Early edema and granulation tissue usually resolve within three weeks but the authors recommend that the airway should be monitored closely for resolution of symptoms. Nonoperative treatment recommendations vary considerably and are beyond the scope of this discussion. Development of changes in voice or dyspnea on exertion or other aerodigestive complaints a few weeks to months after intubation should prompt suspicion of restrictive posterior glottic stenosis. Immobile vocal cords may be best assessed during operative direct laryngoscopy with palpation of the arytenoid complex. Laryngeal electromyography may also be used to differentiate immobile vocal folds from paralysis or other neurologic disorders.

4. Conclusion

While postintubation injury is common, long-term complications are uncommon. This report demonstrates the development of PGS from postintubation granuloma, which has long been suspected but not documented. We emphasize the importance of serial examination of any patient who develops persistent voice alteration with findings of posterior glottic granulation tissue or with immobility or reduced mobility of the arytenoids after intubation. The photodocumentation shows the progression of common postintubation mucosal injury to much less common posterior glottic stenosis.
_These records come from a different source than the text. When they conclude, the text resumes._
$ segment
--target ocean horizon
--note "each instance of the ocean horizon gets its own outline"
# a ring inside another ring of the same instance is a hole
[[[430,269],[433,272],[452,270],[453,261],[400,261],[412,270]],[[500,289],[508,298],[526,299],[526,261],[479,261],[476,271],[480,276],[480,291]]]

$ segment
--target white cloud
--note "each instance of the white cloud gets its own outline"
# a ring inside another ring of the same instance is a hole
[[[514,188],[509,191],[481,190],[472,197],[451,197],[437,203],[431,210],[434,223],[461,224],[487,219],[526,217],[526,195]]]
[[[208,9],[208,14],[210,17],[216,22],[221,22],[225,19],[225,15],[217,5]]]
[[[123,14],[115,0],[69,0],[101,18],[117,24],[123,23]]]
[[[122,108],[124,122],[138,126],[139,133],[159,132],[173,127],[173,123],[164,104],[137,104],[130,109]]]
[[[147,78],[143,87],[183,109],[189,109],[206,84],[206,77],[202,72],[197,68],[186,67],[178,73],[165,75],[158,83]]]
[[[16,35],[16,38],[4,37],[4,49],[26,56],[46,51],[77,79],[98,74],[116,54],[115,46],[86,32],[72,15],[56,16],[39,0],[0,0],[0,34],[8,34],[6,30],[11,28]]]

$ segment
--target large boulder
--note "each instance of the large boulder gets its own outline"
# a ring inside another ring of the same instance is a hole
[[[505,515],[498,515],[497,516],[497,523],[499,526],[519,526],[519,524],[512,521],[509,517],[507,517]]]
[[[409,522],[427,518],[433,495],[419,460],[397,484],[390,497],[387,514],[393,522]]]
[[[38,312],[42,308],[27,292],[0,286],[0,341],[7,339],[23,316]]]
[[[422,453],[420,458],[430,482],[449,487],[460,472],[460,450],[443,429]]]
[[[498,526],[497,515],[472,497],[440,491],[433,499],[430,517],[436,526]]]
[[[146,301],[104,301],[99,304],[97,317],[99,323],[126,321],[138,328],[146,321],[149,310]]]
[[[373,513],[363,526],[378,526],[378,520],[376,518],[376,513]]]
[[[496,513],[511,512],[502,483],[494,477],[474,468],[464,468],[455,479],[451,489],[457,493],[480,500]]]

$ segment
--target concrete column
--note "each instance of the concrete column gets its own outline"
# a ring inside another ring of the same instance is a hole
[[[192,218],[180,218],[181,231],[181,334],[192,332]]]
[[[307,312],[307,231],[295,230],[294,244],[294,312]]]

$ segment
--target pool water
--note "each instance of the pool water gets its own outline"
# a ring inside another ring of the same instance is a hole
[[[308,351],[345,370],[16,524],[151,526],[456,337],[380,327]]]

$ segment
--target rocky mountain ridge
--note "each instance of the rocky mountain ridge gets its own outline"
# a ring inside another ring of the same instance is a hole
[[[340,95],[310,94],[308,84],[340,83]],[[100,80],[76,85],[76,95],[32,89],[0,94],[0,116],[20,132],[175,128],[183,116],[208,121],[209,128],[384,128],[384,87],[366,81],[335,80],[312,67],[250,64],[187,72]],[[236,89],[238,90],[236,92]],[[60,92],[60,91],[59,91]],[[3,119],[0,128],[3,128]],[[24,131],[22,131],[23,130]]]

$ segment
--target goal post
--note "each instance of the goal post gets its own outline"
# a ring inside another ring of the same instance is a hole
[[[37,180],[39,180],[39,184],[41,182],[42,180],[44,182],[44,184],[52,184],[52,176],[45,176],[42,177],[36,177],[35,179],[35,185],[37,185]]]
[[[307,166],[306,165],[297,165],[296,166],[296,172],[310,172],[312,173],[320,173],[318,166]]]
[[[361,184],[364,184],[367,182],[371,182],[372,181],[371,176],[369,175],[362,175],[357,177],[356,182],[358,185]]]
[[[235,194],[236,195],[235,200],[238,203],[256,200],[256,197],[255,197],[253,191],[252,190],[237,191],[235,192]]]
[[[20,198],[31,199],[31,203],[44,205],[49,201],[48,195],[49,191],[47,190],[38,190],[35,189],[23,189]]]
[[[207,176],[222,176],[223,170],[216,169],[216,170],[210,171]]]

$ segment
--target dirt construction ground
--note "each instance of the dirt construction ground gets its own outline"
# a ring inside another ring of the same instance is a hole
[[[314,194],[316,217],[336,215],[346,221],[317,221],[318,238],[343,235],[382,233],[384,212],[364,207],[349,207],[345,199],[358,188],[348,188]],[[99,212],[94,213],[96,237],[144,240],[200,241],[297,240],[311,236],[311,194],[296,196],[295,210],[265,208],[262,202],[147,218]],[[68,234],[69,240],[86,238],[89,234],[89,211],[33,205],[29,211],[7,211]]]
The views expressed herein are those of the author(s) and do not reflect the official policy or position of Brooke Army Medical Center, the US Army Medical Department, the US Army Office of the Surgeon General, the Department of the Army and Department of Defense, or the US Government.

Conflict of Interests

The authors declare that there is no conflict of interests regarding the publication of this paper.